従来のWeb Beansは仕様書としてはCDIへ、参照実装としてはWeldに改名になりました(Weld 1.0.0はリリース済み)。

Seam 3はCDI実装上で動作するパッケージ集として開発が進められています。このパッケージはCDIで定義されたPortable ExtensionsというCDIの機能を拡張するための仕様の上に作られるので、任意のCDI上で動作するはずです。CDIフレームワークを統合するための仕様で、Portable Extensionsは外部フレームワークとの統合コードを実現するための標準的なプラグイン仕様という訳です。

Seam 2までは、新しいフレームワークを統合するたびにSeam実装が肥大化していきました。Seam 3ではコアがCDIとして標準化され、その上の統合ライブラリはCDI Portable Extensionsという標準のプラグインモジュールとしてコアからは分離されました。今後はこれらのプラグインモジュールの着脱や用途に応じたスリム化は従来よりも格段に容易になるでしょう。

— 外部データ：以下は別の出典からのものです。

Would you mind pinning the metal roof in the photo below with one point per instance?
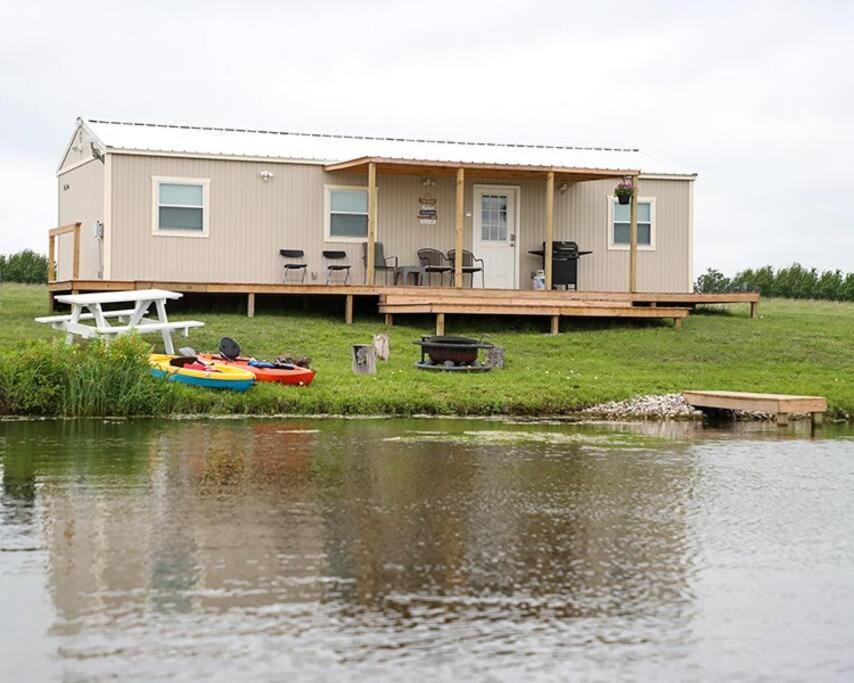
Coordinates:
(330, 148)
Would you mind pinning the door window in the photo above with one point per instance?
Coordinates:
(493, 217)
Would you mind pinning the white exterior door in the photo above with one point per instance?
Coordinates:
(495, 233)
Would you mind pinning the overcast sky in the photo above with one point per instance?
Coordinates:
(758, 98)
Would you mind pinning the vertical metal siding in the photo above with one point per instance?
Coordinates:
(250, 220)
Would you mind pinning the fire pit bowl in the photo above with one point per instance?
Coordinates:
(453, 350)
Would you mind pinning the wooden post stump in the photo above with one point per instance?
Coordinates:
(364, 359)
(495, 357)
(440, 324)
(381, 346)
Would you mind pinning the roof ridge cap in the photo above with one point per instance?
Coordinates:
(344, 136)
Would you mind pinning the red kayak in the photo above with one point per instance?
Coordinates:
(266, 372)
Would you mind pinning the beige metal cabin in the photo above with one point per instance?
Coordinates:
(203, 205)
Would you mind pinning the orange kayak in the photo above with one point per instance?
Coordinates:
(283, 374)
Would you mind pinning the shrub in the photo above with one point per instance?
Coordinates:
(82, 380)
(26, 266)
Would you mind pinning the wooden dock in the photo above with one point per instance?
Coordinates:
(443, 301)
(781, 405)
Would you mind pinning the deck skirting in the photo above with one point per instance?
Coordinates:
(442, 301)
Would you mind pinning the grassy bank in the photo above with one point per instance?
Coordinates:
(801, 347)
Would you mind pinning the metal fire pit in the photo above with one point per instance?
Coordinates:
(451, 353)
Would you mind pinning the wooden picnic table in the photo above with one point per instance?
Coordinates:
(131, 319)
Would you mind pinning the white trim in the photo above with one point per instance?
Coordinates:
(666, 176)
(77, 129)
(155, 205)
(626, 247)
(690, 238)
(106, 219)
(517, 190)
(327, 214)
(219, 157)
(76, 164)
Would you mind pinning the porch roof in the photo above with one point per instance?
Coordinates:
(334, 149)
(474, 169)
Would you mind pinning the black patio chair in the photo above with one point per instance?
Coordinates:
(469, 267)
(433, 261)
(332, 268)
(381, 261)
(294, 266)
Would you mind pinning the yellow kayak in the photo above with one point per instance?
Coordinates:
(189, 371)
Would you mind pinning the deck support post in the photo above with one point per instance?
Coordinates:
(75, 267)
(458, 228)
(550, 212)
(372, 223)
(51, 258)
(633, 239)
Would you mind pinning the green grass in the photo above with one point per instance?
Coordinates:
(797, 347)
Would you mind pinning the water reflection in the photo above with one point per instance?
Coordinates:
(465, 545)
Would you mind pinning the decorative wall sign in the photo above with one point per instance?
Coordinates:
(427, 212)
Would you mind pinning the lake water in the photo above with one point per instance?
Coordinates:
(424, 550)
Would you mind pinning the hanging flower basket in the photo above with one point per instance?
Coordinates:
(624, 191)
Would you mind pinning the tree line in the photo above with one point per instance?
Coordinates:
(792, 282)
(25, 266)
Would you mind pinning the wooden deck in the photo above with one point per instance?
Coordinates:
(442, 301)
(781, 405)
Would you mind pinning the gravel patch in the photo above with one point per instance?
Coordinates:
(665, 406)
(660, 407)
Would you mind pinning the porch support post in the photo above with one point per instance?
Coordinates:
(633, 239)
(75, 267)
(550, 219)
(458, 228)
(372, 222)
(51, 258)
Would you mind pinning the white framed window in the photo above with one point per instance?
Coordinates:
(620, 227)
(345, 213)
(179, 206)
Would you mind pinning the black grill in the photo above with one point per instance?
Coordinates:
(565, 257)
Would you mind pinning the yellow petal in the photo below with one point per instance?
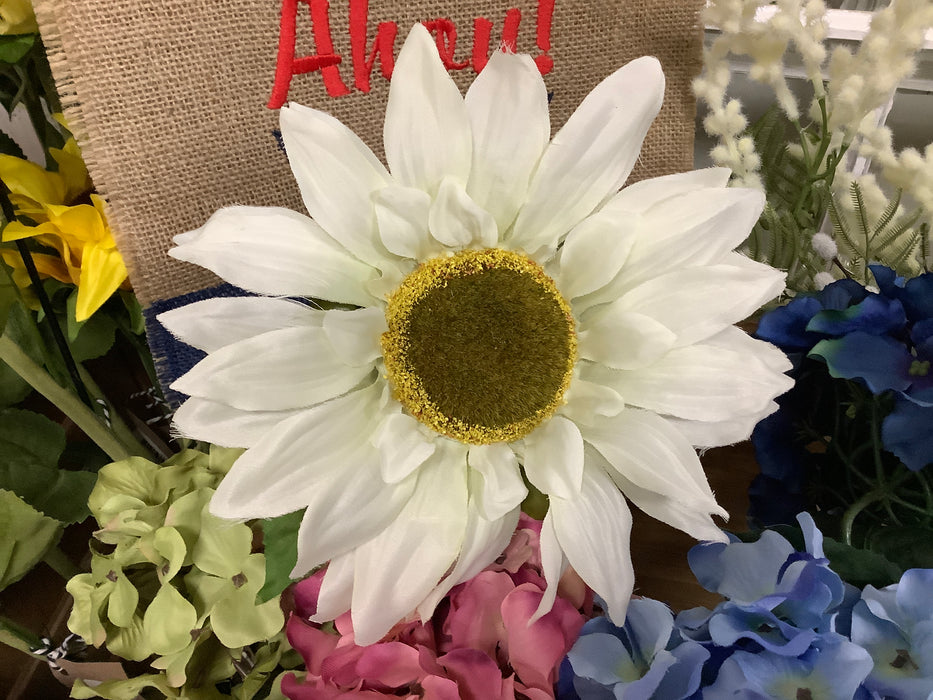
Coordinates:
(81, 222)
(30, 180)
(102, 272)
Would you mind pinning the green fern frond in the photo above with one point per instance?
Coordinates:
(889, 211)
(859, 202)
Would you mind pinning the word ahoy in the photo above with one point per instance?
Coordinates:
(363, 53)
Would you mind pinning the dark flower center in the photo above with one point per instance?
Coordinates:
(480, 346)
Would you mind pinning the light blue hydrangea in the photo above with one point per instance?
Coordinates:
(895, 625)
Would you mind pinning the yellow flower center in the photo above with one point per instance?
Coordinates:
(480, 346)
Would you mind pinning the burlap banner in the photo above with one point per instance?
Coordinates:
(174, 102)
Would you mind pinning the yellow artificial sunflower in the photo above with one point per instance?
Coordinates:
(87, 254)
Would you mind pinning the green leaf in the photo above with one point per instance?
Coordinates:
(28, 439)
(860, 567)
(25, 536)
(236, 618)
(21, 329)
(14, 48)
(124, 689)
(280, 541)
(91, 338)
(30, 447)
(168, 621)
(908, 547)
(137, 322)
(222, 547)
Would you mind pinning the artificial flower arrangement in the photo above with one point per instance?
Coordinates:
(427, 415)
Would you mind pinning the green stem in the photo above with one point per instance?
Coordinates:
(119, 427)
(60, 563)
(848, 518)
(64, 400)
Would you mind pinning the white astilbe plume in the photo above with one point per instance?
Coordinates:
(852, 91)
(863, 81)
(794, 23)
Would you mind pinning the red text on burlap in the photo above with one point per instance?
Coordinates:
(365, 53)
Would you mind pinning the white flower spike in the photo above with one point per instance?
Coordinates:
(507, 316)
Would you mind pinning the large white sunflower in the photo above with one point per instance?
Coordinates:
(502, 312)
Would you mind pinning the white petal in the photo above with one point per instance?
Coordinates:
(508, 110)
(623, 339)
(554, 457)
(398, 568)
(702, 382)
(586, 400)
(495, 480)
(594, 252)
(402, 447)
(641, 196)
(427, 131)
(484, 541)
(278, 370)
(336, 173)
(705, 434)
(692, 517)
(737, 340)
(553, 566)
(594, 530)
(347, 508)
(590, 158)
(333, 600)
(696, 228)
(652, 454)
(457, 221)
(278, 474)
(224, 425)
(210, 324)
(355, 335)
(698, 302)
(274, 251)
(402, 215)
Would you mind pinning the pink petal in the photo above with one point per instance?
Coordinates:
(478, 677)
(474, 620)
(391, 664)
(313, 644)
(437, 688)
(306, 593)
(535, 651)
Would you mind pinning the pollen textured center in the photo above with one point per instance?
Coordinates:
(480, 346)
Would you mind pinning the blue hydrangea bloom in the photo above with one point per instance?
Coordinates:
(895, 625)
(773, 590)
(833, 668)
(788, 629)
(642, 660)
(882, 340)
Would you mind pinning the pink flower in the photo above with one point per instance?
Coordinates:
(478, 645)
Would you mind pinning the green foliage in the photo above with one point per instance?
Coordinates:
(168, 579)
(797, 184)
(280, 541)
(25, 536)
(30, 448)
(891, 238)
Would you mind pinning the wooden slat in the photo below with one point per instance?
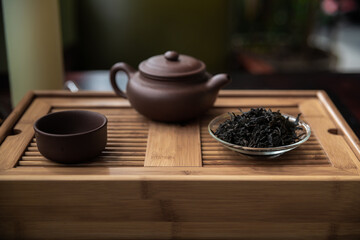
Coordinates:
(18, 143)
(10, 121)
(336, 148)
(208, 170)
(173, 145)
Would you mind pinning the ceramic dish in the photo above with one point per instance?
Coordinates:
(266, 152)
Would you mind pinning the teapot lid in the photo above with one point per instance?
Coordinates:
(171, 65)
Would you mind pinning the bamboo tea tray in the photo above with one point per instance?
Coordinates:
(172, 181)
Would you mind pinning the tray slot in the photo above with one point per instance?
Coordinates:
(173, 145)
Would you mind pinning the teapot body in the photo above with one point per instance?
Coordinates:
(169, 87)
(169, 101)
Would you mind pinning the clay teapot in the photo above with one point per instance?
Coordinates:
(170, 87)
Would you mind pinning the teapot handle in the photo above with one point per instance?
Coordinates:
(121, 66)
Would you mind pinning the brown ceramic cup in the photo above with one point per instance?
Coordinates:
(71, 136)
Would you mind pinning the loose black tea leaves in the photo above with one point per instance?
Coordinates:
(259, 128)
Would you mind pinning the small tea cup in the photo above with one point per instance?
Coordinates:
(71, 136)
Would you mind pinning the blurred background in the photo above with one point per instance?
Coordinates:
(243, 37)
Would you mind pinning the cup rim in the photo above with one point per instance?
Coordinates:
(104, 123)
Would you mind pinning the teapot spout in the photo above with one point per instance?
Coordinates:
(218, 81)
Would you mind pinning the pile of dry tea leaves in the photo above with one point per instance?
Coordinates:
(259, 128)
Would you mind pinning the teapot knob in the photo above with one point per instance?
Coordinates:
(171, 55)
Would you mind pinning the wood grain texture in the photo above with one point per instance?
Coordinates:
(173, 145)
(335, 146)
(191, 207)
(14, 145)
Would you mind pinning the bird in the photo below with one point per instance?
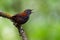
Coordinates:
(18, 19)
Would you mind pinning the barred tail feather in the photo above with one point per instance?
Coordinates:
(5, 15)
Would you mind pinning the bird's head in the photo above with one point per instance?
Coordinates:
(28, 11)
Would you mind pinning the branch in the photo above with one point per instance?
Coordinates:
(21, 31)
(5, 15)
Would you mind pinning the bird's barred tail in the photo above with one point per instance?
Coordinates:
(5, 15)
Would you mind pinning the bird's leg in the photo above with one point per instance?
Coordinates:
(21, 31)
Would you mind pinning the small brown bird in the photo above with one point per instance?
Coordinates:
(19, 18)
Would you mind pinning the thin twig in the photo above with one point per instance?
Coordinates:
(21, 31)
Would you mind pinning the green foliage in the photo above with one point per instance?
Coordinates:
(44, 22)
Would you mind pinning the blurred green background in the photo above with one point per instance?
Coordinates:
(44, 22)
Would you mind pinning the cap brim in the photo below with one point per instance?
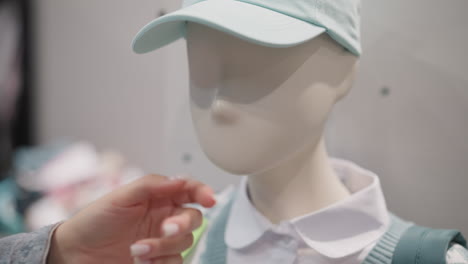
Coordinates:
(246, 21)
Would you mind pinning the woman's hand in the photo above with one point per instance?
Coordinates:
(144, 221)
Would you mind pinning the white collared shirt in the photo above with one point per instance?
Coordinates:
(342, 233)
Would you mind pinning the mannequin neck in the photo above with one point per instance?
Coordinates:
(303, 184)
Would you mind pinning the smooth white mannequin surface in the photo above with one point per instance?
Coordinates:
(261, 112)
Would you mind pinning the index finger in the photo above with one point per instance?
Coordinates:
(145, 188)
(196, 192)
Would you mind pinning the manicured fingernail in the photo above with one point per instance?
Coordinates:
(139, 249)
(139, 261)
(170, 229)
(181, 176)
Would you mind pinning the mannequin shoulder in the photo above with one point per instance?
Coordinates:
(457, 254)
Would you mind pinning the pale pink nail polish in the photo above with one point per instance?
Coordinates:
(137, 250)
(170, 229)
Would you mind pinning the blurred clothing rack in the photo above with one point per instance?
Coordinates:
(16, 120)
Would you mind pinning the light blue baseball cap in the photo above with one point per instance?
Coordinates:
(271, 23)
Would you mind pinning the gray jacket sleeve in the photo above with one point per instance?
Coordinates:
(27, 248)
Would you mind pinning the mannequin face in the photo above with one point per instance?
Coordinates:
(254, 107)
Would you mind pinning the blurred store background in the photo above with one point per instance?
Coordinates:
(92, 115)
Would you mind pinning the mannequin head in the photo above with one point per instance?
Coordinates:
(254, 107)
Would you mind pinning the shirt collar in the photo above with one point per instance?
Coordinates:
(339, 230)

このようなSeam 3のアーキテクチャが意味することは、Seamを拡張することが従来よりも簡単になるということです。自社フレームワークSeamフレームワークで統合したいと思っても、アノテーションを追加するなどのSeamの拡張ではありませんでした。素晴らしいのは、こうして作った自社拡張モジュールがCDIという標準の上で移植性を保ったまま開発することができるということです。